En France, l’écosystème client est exceptionnel par sa diversité sectorielle. Si l’on regarde les plus grandes capitalisations boursières européennes, la France se distingue avec au moins cinq entreprises dans le top 10 : LVMH, L’Oréal, Sanofi, Hermès, pour n’en citer que quelques-unes. Ces capitalisations sont un premier indicateur de la force de notre économie.
Un second indicateur réside dans les gestionnaires d’actifs. Amundi, par exemple, est le leader européen en actifs sous gestion. La France est également un pilier de l’Europe en termes bancaire grâce aux banques commerciales comme BNP Paribas, Société Générale ou encore les banques mutualistes. À ces établissements s’ajoutent de grandes entreprises dans l’immobilier, comme Unibail-Rodamco-Westfield, ainsi que des champions industriels. Peu de pays en Europe peuvent se targuer d’une telle concentration d’acteurs de premier plan.
Si l’on zoome sur la tech, les chiffres confirment également la position de la France.
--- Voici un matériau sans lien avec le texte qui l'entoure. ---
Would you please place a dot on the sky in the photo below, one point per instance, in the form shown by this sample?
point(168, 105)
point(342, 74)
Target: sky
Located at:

Sur les 270 licornes en Europe, 11 % sont françaises. Chaque année, la France capte environ 18 % des capitaux investis dans la tech en Europe. Ces résultats sont le fruit d’un travail stratégique entamé il y a plus d’une décennie : la création du Fonds stratégique d’investissement en 2008 avec une dotation d’un milliard d’euros, l’action constante de la BPI sous la direction de Nicolas Dufourcq et, plus récemment, l’initiative Tibi, qui a permis d’orienter des capitaux vers l’écosystème tech.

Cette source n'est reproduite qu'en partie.